You're spending big bucks on your dress; he wants to spend some of that cash to go to Bora Bora on the honeymoon.
Tessina asks, "What entitles you to spend big bucks on the wedding dress? This needs to be an equitable deal. At least the honeymoon is something you'll both enjoy. Sit down with him, like two adults, and work out the finances of the wedding together."
"Why isn't he making an effort to understand my traditions?"
Patrick Gannon advises first being sure that the groom understands what is expected of him—he may not even know that you want him to learn about your traditions. Gannon suggests that this topic may even bring the two of you closer and says, "If handled calmly and sensitively, a discussion like this can be an opportunity to get to know yourself and your partner better just by getting clear about what these traditions mean and say about each other."
He wants dark green ink; you want pale green. He wants candles on the tables; you think they look silly. And so on.
"So," says Michelle Gannon, "you wanted your fiance to be more interested in the wedding details. Now you have a more involved groom, and a new problem. Both of you need to share the power and decision-making regarding wedding plans." She has a plan to accomplish that: "Decide on priorities by having each person rate on a scale of one to ten the importance of each detail.

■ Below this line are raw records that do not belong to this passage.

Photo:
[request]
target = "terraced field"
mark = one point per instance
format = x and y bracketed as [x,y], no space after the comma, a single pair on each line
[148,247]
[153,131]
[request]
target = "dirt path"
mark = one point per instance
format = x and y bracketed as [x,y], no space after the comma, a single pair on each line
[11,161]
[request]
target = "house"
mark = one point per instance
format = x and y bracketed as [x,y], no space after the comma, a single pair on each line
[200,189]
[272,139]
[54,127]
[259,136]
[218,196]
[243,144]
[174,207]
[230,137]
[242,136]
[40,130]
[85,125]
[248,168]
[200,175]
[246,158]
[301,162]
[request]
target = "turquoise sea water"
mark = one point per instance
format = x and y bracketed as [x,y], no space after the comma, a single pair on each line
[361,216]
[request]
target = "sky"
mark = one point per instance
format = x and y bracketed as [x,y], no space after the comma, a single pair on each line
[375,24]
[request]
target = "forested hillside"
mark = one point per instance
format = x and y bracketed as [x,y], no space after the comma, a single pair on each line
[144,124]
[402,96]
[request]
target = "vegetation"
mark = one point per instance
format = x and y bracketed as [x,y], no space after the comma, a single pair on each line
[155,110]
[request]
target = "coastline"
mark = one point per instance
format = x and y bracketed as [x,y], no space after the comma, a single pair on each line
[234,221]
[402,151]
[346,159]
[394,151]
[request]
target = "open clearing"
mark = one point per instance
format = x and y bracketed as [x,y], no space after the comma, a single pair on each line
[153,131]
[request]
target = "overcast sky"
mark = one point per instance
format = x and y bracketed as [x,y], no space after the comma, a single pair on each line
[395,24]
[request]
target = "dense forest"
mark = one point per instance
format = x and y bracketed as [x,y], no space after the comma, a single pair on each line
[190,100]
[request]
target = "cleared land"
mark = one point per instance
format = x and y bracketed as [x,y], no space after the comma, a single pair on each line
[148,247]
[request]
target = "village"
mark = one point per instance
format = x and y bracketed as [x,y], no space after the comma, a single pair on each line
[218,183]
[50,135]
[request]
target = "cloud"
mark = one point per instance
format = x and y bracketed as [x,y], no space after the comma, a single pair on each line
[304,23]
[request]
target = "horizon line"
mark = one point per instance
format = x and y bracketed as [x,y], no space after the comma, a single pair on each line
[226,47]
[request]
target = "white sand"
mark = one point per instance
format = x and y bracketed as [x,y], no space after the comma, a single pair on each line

Remember, it's good practice to learn early on how to prioritize, negotiate and compromise. These skills will come in very handy later on."
"Why does he think we should be married in New Jersey just because we live here? We need to be in South Carolina with my family. His relatives can fly in from Ohio."
"Ask that question for real, not just rhetorically," suggests Tessina. "Why does he want to get married at home? Maybe having friends at the party is more important to him than having family. That's a reasonable want. Perhaps you can scale things down and have a wedding at your family's home and a party in New Jersey."
"For his best man, he picked his jerk of a college roommate who's just intent on getting my fiance drunk at our wedding."
It's time to be both supportive and sensible. According to Tessina, "He and his former roommate may have a strong bond—just make sure there are some more reasonable men around them to keep a lid on things. Arrange with your brother or a male friend to befriend your fiance and help him resist the ploys of the best man." Patrick Gannon recommends sharing your anxiety with the groom, so you can handle the situation together. He says, "If the best man has a drinking problem, the groom might address his concerns directly to the best man before the wedding."
He says, "Who is this detail-obsessed, wedding-magazine-reading woman and where is the woman who used to sit with me watching baseball and drinking beer?"
Your guy may have a point. "If the wedding has become more important than your relationship, that's a warning sign," says Tessina. "Yes, you want a lovely wedding, but not at the expense of your relationship. After all, what's the point? Keep your future in mind."
"Why is he so intent on planning our divorce when we aren't even married yet?"
This could be a blessing in disguise, according to our experts. "If you pay attention, the prenuptial agreement can be as big an asset for you as it is for him," says Tessina. "It's another way to discuss essential financial issues before you commit." Naturally, the prenup brings up more than just finances for many couples. "This is usually experienced as an emotional issue between the couple, often involving feelings of trust, commitment, and faith in each other and the future of the marriage," says Patrick Gannon. "Don't let this issue remain unresolved, because it can erode the love you have for each other."
He's good friends with an old girlfriend and wants her to attend the wedding. You wouldn't mind if you never saw her again.
Tessina says, "You've already won this battle—he chose you. Don't mess up things now by being petty and jealous. Befriend her, get to know her, and you may like her yourself." Michelle Gannon points out, "You two need to discuss how involved ex-girlfriends and ex-boyfriends are going to be in your life together."